I was born in England, but I had to learn to become English. It was a gentle process connected to a velvet countryside and an easy acceptance not only of the country's age but also of its connection to the histories of many other countries around the world. It was almost a surprise to realize how much the countryside meant to people in very remote--to me--places in the world, people who found special the things I had been born to understand were mine by birthright. I was proud to be British and as I look back, one of the earliest lessons that I learned came from a moment when I felt a visceral connection to the countryside that was never to leave me. I remember the day very well.
My mother was a nurse and for some reason she needed to visit one of her clients. I remember the name of the family: Clutterbuck. How British can one be? She took me with her, but once there I was something of an intrusion. Her solution was to send me out into the gardens behind the house and let me explore. What I found was magic and stays with me still. It may sound trite as I look back on all the traditional ways of describing the English countryside—all the talk of roses, blackberries, lavender, and the birdsong in mighty oaks not to mention the distant cuckoos and woodpeckers, but on that day it came together for me in an unforgettable panorama of what England had been and always would be.

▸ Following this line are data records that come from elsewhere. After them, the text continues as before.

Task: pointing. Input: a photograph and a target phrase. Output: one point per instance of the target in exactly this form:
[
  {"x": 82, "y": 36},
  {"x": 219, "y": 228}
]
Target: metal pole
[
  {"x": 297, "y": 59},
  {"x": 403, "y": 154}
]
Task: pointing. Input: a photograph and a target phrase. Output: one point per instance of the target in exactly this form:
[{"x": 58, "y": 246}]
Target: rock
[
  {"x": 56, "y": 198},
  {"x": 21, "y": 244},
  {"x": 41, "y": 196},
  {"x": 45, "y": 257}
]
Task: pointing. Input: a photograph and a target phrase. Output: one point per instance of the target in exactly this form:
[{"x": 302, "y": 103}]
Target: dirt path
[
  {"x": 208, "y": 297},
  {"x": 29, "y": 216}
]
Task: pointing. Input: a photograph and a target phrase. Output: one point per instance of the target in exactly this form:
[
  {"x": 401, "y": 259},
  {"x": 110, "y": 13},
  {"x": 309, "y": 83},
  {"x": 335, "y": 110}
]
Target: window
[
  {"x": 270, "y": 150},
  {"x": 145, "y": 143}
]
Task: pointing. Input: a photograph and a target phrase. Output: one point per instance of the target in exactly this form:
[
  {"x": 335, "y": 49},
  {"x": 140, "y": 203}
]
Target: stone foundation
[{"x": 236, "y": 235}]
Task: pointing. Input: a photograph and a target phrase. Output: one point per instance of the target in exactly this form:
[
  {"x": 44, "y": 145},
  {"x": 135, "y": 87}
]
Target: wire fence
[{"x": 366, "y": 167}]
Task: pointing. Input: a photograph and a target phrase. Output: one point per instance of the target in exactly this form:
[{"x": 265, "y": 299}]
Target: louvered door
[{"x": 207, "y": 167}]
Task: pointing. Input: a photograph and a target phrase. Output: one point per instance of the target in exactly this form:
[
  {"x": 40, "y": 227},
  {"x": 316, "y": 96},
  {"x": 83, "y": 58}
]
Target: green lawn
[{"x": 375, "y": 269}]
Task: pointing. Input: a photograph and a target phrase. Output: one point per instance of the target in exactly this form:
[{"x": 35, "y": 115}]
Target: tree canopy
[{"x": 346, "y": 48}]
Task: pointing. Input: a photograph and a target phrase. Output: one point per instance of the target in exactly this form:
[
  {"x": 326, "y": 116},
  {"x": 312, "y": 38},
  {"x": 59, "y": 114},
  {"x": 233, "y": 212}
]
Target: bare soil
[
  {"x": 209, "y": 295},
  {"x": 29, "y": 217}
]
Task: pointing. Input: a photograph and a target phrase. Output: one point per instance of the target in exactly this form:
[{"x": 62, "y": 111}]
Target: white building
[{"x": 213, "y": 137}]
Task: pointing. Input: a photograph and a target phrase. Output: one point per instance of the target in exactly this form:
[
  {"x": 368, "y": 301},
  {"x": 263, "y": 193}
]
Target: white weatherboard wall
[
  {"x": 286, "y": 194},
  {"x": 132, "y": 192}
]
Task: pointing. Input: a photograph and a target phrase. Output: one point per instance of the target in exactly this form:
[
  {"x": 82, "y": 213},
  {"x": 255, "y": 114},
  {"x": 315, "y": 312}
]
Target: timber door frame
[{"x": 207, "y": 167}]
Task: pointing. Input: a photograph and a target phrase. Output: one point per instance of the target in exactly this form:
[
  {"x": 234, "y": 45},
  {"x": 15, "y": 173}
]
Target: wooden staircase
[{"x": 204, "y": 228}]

When I went out into garden, I found--or rather, he found me--an old farmer, the kind called Giles or Patch or Toby, who saw a child alone. He invited me to join him while he sang “Froggy Would A-Wooing Go,” rhythmically swinging his scythe down a row of corn. His voice was cracked but pleasant. I could imagine him singing that song on long dark winter evenings while his family gathered around the fireplace, a ritual pleasure rooted somewhere back in the countryside of a thousand years ago. I heard his voice, I smelled the dark earth, I heard the drone of autumn bees, and the whoosh and snap of his blade. He marked me as for ever English and I felt upon me the mantle of the workers of the land. I wanted them to be proud of me. Even though I was never live in England again, having traveled too widely to be a citizen of any one place in this world, the countryside and the man of the earth it created is what makes me always English.